Bakan Soylu, deprem bölgesine yardımların devam etmesi gerektiğini belirterek, sözlerini şöyle sürdürdü:
“Deniyor ki ‘artık malzeme göndermeyin.’ Aziz milletimize de ifade etmek istiyorum. Elinizde ne kadar malzeme varsa gönderin çünkü burada milyonlarca insan var bu bölgede ve her birinin aşa ihtiyacı var. Aşevleri çalışıyor. Aşevlerine malzeme bulmakta yarın öbür gün zorlanacağız yani biz sahadayız.
Ne olduğunu görüyoruz. Hangi ihtiyacı olduğunu da değerlendiriyoruz. Ve ilk malzeme geldi, önce depolara aldık. Ardından ilçelere gönderdik. Ardından mahallelere sevk ettik. Ardından da köylere gönderdik. Ve şu ana kadar Kahramanmaraş’ta havadan ve karadan ulaşmadığımız köy söz konusu değil.
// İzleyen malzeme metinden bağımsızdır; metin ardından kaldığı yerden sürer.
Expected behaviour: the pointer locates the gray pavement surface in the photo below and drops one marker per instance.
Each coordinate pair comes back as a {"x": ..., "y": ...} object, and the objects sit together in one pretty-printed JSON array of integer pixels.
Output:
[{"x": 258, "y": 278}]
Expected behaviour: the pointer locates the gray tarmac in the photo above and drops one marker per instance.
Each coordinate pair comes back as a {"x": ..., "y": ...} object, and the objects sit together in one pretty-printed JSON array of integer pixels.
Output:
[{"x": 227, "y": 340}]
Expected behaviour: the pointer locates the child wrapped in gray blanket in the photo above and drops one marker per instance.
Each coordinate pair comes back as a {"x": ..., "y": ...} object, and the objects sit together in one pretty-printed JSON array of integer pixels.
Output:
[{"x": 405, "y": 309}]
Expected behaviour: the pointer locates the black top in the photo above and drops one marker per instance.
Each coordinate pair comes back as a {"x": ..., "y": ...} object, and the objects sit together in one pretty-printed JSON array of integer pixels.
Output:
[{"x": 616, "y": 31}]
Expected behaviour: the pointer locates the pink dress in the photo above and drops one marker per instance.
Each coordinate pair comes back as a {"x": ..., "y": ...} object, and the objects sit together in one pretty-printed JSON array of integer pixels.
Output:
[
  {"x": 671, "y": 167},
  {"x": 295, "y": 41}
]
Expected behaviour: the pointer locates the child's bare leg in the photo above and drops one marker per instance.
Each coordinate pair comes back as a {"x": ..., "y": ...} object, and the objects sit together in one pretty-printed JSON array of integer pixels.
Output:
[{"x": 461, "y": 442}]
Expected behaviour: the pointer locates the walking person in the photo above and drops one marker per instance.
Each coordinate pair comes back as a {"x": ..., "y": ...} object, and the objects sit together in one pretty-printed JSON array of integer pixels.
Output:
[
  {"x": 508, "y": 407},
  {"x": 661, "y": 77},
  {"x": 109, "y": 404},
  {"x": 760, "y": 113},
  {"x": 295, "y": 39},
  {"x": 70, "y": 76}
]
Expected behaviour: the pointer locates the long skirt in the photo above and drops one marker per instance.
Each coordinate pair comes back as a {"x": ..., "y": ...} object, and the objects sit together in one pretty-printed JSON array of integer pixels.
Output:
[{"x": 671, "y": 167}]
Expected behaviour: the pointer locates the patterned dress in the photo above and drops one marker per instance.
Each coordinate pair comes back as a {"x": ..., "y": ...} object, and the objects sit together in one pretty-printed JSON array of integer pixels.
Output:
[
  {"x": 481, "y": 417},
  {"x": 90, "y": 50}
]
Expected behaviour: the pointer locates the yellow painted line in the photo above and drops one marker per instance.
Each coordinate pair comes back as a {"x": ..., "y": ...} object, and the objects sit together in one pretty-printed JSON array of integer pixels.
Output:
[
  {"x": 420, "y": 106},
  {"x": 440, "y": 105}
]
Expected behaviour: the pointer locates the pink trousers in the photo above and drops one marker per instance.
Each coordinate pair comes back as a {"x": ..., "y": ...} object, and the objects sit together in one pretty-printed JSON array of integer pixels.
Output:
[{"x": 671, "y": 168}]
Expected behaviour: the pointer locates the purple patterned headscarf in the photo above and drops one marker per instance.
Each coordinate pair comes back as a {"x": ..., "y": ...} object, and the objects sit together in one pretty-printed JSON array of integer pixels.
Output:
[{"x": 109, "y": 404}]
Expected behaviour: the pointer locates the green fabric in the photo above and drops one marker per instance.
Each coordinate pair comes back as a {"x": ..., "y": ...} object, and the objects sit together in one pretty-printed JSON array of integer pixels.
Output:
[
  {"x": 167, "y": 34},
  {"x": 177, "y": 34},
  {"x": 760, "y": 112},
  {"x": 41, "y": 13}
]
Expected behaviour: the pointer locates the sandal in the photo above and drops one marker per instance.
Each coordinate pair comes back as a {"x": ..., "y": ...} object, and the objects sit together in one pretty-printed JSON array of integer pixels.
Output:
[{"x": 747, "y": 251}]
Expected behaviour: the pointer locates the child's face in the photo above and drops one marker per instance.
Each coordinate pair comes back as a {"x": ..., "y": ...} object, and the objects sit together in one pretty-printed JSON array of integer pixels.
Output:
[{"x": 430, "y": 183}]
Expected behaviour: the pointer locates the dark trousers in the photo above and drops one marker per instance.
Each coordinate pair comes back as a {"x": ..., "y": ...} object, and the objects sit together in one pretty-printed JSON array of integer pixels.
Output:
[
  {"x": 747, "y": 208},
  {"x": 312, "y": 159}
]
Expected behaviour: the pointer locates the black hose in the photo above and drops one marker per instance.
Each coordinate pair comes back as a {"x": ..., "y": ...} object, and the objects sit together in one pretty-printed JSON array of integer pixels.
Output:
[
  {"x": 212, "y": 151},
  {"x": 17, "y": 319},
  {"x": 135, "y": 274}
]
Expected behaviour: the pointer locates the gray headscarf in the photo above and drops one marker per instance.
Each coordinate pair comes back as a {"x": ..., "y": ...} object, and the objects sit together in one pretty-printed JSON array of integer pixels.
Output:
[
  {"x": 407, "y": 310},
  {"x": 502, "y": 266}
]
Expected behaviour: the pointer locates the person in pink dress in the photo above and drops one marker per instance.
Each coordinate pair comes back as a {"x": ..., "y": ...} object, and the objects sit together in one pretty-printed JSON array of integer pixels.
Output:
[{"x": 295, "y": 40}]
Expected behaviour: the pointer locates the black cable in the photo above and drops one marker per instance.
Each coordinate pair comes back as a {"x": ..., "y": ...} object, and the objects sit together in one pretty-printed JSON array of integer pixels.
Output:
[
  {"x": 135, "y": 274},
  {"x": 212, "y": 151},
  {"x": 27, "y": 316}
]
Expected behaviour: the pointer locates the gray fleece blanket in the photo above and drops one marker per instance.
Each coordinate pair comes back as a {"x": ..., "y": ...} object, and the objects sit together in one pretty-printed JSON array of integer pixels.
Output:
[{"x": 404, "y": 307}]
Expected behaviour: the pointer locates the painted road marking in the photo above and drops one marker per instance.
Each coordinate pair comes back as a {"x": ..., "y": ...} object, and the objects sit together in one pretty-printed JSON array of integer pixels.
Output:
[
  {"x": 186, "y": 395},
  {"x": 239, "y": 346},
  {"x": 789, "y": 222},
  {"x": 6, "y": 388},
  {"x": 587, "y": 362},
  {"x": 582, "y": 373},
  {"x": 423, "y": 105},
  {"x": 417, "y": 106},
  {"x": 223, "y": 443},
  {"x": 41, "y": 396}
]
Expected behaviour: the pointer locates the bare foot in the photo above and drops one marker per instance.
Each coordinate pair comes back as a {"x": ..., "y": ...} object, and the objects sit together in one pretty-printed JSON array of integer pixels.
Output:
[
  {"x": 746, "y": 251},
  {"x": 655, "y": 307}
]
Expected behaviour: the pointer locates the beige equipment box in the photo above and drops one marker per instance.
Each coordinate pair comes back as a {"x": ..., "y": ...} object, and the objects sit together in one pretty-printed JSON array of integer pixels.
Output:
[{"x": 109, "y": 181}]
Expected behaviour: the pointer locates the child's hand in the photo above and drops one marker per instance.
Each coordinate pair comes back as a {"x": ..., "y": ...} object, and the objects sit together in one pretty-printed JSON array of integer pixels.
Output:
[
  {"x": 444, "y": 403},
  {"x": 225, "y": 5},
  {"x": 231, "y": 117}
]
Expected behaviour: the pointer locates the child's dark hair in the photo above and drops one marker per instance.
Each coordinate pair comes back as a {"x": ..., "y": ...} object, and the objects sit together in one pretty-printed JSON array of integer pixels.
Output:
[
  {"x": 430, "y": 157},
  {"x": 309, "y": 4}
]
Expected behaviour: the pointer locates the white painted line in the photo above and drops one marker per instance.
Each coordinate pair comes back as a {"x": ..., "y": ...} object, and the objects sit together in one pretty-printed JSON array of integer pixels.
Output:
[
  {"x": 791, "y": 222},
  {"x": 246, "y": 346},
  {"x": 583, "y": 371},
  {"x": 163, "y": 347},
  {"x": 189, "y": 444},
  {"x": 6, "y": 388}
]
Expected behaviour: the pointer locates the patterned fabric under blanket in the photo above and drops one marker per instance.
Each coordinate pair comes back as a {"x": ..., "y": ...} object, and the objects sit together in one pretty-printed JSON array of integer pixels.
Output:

Ve en son dünden itibaren 30 ekip, sağlık araçları köylere gitmektedir. Yardım götüren özellikle vatandaşlarımızı köylere yönlendiriyoruz. Yaklaşık 100’ün üzerinde off-road araçları var. Onlarla beraber bütün köylere Kahramanmaraş’ta malzeme dağıtıyoruz. Bunu bir Kahramanmaraş ölçeğinde söylüyorum. Aslında bütün her yerde aynı işlem bir şekilde devam etmektedir. “
Özellikle yemek yapımında kullanılacak gıda malzemelerine ihtiyaç olduğunu ifade eden Soylu, “Bu operasyon uzun dönemli bir operasyon. Sayın Cumhurbaşkanı’mız bir yılda konutların teslim edileceğini defalarca kamuoyuna deklare etti. Demek ki en az burada bir yıl boyunca aşın kaynaması lazım. Bir yıl boyunca buradaki insanlara mağduriyet yaşatmamamız lazım” dedi.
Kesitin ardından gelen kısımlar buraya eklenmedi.